I look at a lot of art and I find quite a bit of work with Mathematical elements, but when I find new art inspired by a book of Mathematical proofs and figures I get really excited. Stengle’s new and ongoing series of drawings is based on Apollonius of Perga’s book “Conic Books I-IV”.  Apolonius of Perga (262BC-109BC) was an ancient Greek geometrist who is famous for his innovated work in the mathematical field of conics. He explored the properties of conic sections and furthered our understanding of ellipses, parabolas, and hyperbolas.

Stengle has been collecting vintage postcards for a year. These postcards serve as the background image for her drawings. The choice of postcards is very important, as the artist looks for older non-glossy cards that can be drawn on. The subject matter on the card must also be fairly uninteresting visually so they can support but not over power Stengle’s mathematical imagery.

Each drawing is based on a proposition from “Conics Books I-IV”. There are three types of cards in this series. Some of the cards feature an accurate figure from a proposition in the book. In this case the book and proposition are written on the back of the card. Some of the other drawings have deviations from the figures in the book, but the aesthetics are interesting. Here the artist uses the work, and states the proposition and the fact there is a error on the back of the card. Finally, there are drawings that are imaginary propositions inspired by a particular figure.

“Perga Moraine Lake 72”

The card “Perga Moraine Lake 72” is the third type of card: it features an imaginary proposition. The artist had started to draw an Apolonius of Perga proof, but stopped at a point when the drawing reached a point of aesthetic completion. From the tip of the cone to its elliptical base, the mathematical figure leads the viewer’s eye from the mountain peaks in the landscape behind the lake to the shoreline.
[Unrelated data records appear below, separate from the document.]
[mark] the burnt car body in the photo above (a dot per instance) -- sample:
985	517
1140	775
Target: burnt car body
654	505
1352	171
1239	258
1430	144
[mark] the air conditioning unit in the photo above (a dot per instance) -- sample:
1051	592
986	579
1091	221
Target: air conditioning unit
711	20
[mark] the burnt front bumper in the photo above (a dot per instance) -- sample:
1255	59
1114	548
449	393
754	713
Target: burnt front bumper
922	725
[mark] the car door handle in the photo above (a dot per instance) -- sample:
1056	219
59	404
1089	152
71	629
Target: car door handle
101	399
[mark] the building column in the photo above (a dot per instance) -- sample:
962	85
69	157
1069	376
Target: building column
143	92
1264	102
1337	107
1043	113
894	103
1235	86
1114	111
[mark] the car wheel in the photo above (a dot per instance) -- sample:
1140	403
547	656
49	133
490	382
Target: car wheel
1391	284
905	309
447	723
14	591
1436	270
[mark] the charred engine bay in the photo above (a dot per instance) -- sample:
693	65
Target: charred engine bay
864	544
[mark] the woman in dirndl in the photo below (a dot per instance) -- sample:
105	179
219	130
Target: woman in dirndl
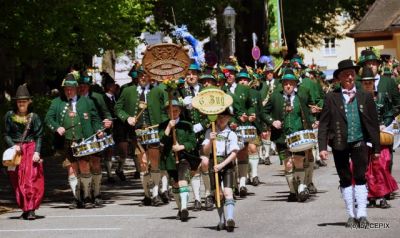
26	178
380	182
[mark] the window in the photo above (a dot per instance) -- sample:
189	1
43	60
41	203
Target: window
329	47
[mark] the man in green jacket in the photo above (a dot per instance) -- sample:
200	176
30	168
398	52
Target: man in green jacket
85	82
149	99
179	158
288	112
74	118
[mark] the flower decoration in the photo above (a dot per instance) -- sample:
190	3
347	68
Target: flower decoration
19	119
170	83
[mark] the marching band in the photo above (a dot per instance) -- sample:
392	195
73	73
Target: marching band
172	142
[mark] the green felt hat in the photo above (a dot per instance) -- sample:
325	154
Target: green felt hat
69	81
289	75
207	76
230	68
243	75
174	102
194	67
“Post Card from Perga, Book 1, Proposition 2 Third Image”

This second Post card from Perga, “Book 1, Proposition 2 Third Image” shows the third of the four figures in the proposition. The background card is an overexposed photo card of a horse . The uneven quality of the card could be due to the fact it was probably made to promote the sale of the horse. This card features a figure drawn directly from the text with no changes. The axis of symmetry of the mathematical figure goes through the center of the animal.

“Lilac Conics Book 1 Proposition 4”

“Lilac Conics, Book 1 proposition 4” is also an accurate representation of the proposition in  Apollonius of Perga’s book. The four conics are lined up along a beach mimicking the points of the masts of the fishermen’s boats.

Using carefully selected appropriated images as the backdrop for her geometric figures, Stengle has created a link between her mathematical subject matter and the world around us. The basis of the Perga post cards is an ancient text and the actual cards are vintage. When combined these elements lead to a sort of suspension of time. This series of work is a wonderful expression of the timeless aesthetics of Apollonius of Perga’s conic geometry.

Susan Happersett